Jan Remund, diese Woche wurde im Grossen Rat der von Ihnen initiierte Vorstoss für einen Green New Deal im Kanton Bern überwiesen. Einen Tag später sprach sich der Nationalrat für den Gegenvorschlag zur Gletscher-Initiative aus. Eine gute Woche für Sie als grünen Politiker?
Jan Remund: Eine sehr positive Woche. Man sieht, dass die Dringlichkeit der Klimafrage klar ist. Auch bei der politischen Mitte, die mithelfen muss in unserem System, damit sich etwas bewegt. Von der Grössenordnung her wäre es sehr gut, wenn die Gletscher-Initiative so umgesetzt werden könnte (siehe Box). Denn der Bund muss in der Klimapolitik die Hauptweichen stellen; ohne ihn könnte der Kanton nichts umsetzen. Aber für die kantonale Klimapolitik ist der Green New Deal ein wichtiger Schritt.

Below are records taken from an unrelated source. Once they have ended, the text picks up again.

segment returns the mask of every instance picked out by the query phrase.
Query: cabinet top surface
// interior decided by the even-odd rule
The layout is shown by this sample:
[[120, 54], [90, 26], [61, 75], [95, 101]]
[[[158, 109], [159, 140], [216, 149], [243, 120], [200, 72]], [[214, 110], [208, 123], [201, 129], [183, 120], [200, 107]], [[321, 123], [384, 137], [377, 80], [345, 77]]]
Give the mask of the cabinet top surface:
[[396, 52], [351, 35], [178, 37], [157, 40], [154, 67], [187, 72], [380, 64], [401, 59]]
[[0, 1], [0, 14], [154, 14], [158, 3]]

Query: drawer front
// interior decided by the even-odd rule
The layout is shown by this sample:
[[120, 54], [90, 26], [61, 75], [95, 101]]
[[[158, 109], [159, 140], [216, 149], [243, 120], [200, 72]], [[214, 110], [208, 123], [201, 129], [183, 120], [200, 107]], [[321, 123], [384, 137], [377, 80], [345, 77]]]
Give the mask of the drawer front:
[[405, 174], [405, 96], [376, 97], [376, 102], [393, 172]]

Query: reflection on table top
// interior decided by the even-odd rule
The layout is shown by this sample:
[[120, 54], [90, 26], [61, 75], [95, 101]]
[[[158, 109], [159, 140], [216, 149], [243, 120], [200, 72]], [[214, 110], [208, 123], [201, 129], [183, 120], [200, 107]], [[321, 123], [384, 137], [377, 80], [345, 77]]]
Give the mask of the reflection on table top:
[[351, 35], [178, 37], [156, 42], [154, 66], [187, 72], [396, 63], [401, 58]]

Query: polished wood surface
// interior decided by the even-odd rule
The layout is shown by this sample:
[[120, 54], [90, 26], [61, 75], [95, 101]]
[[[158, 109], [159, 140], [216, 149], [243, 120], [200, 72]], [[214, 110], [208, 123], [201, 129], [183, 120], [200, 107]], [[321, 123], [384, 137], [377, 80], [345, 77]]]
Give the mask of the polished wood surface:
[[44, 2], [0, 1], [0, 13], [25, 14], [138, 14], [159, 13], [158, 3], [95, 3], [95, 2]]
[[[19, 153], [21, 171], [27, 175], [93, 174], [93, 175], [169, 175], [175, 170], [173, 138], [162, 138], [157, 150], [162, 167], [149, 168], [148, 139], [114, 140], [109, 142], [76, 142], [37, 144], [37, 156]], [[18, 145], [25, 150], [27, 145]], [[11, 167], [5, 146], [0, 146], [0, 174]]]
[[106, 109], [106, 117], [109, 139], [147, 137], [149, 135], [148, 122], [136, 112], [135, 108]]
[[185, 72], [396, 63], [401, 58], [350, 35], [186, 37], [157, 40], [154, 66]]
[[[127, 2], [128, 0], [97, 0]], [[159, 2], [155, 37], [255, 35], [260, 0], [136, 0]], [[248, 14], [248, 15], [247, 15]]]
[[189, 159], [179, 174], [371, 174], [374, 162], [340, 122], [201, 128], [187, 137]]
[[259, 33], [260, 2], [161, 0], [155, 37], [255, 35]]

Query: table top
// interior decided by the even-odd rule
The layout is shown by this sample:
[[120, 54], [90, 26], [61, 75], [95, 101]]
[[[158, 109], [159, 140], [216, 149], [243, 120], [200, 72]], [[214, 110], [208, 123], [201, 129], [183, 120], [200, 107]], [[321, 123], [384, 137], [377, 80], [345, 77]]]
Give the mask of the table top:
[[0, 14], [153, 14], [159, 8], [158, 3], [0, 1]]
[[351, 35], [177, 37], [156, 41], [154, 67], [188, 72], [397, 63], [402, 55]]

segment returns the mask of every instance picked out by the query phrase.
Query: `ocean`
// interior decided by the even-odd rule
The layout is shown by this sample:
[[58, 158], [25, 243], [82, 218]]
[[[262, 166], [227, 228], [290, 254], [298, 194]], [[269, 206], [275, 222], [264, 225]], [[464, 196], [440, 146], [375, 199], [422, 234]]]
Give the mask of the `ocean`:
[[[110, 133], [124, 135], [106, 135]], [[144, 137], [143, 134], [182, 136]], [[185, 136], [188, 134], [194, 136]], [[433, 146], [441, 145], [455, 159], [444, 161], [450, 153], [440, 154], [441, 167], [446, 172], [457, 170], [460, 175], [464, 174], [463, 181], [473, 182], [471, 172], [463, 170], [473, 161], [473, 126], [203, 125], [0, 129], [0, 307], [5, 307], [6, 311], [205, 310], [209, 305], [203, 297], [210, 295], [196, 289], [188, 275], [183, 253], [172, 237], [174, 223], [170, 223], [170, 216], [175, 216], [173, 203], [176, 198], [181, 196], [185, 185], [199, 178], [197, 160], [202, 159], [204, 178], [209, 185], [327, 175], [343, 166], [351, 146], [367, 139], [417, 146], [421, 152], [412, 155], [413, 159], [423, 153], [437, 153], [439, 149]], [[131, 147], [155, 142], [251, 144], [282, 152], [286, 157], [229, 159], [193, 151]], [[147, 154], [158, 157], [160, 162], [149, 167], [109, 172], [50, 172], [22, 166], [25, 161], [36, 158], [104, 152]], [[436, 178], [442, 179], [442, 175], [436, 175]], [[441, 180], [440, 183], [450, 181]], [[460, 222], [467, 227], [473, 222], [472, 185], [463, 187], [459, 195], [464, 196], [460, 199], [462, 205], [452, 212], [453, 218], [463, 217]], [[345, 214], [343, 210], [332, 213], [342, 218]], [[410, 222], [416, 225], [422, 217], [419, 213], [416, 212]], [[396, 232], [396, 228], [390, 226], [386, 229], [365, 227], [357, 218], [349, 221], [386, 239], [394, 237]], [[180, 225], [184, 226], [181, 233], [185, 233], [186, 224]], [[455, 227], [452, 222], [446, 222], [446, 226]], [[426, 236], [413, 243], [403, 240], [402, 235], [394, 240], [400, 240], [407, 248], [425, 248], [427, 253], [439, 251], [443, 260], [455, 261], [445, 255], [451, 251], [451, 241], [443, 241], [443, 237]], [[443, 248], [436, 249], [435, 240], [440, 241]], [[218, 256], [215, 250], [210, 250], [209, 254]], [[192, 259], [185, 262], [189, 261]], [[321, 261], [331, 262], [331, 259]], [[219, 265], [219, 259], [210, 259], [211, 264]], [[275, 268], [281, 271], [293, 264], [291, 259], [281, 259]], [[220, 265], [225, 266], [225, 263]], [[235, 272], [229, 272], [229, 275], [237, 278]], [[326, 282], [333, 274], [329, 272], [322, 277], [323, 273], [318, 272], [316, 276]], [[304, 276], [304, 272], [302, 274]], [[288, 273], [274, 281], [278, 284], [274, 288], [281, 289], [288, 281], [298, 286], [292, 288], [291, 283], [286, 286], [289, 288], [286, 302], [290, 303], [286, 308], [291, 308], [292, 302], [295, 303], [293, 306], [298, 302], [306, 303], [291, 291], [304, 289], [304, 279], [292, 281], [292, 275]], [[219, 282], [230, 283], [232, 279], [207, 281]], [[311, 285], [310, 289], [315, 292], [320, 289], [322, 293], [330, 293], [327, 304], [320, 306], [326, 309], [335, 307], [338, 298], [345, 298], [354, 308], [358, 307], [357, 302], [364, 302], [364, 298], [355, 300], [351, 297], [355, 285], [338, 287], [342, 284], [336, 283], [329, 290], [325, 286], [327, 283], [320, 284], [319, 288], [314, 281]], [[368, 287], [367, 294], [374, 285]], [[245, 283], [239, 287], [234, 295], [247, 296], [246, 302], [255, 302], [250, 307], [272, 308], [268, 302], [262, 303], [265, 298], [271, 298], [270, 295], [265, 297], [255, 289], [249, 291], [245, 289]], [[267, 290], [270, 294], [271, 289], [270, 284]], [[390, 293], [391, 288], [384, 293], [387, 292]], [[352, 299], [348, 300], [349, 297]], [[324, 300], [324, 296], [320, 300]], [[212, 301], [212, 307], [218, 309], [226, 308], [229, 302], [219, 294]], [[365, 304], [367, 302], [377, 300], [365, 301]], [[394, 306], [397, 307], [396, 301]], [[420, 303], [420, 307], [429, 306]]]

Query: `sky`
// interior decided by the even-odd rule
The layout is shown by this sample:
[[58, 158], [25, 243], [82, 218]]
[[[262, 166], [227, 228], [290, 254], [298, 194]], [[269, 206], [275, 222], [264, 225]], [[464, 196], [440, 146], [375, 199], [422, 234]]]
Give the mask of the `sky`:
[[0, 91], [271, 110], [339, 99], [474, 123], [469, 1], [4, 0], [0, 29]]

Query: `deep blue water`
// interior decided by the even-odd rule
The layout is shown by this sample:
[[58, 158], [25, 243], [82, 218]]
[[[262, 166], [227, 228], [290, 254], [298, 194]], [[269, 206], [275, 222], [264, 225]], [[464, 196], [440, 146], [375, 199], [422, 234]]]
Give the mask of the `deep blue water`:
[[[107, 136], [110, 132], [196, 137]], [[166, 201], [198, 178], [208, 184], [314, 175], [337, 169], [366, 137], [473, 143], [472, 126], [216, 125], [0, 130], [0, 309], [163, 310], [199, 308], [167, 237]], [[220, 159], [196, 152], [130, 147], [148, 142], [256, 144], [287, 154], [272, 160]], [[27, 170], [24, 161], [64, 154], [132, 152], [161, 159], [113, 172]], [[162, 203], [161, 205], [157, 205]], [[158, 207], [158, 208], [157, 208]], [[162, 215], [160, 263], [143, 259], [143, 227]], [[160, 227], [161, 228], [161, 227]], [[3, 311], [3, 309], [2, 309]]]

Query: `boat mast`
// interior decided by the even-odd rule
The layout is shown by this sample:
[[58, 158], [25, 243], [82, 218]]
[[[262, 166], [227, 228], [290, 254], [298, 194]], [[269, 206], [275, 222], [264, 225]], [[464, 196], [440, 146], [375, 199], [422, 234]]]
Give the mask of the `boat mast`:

Die Gletscher-Initiative verlangt – unter anderem –, das Ziel in der Verfassung zu verankern, dass die Schweiz bis 2050 klimaneutral wird. Das heisst, sie darf nicht mehr Treibhausgase ausstossen, als sie auf natürliche Art oder mit technischer Hilfe absorbieren kann. Die Initiative wird derzeit im Parlament beraten. Der Nationalrat hat diese Woche mit einem klaren Mehr entschieden, der Initiative einen indirekten Gegenentwurf entgegenzustellen. Er hält am Netto-Null-Ziel 2050 fest und stellt 3,2 Milliarden Franken in Aussicht, die über zehn Jahre für zusätzliche Klimamassnahmen eingesetzt werden könnten, wie die Republik in einem lesenswerten Überblick schreibt. Das Dossier geht nun noch in den Ständerat. Kommt der Gegenentwurf durch, wird die Initiative zurückgezogen und ergreift niemand das Referendum, würde er ohne Abstimmung in Kraft treten – quasi als Realersatz für das 2021 abgelehnte CO2-Gesetz.
Warum braucht der Kanton Bern einen Green New Deal? In der Kantonsverfassung steht bereits, dass Bern 2050 klimaneutral sein muss.
In der Verfassung ist das Ziel fixiert, aber nicht, wie genau man dorthin kommt. Hauptbestandteil des Green New Deal ist ein Aktionsplan, den der Regierungsrat jetzt erarbeiten muss. Dieser Aktionsplan muss aufzeigen, was fehlt bis zur Klimaneutralität, was gemacht werden muss, was es kostet.
Wie lange hat die Regierung Zeit, diesen Aktionsplan zu erarbeiten?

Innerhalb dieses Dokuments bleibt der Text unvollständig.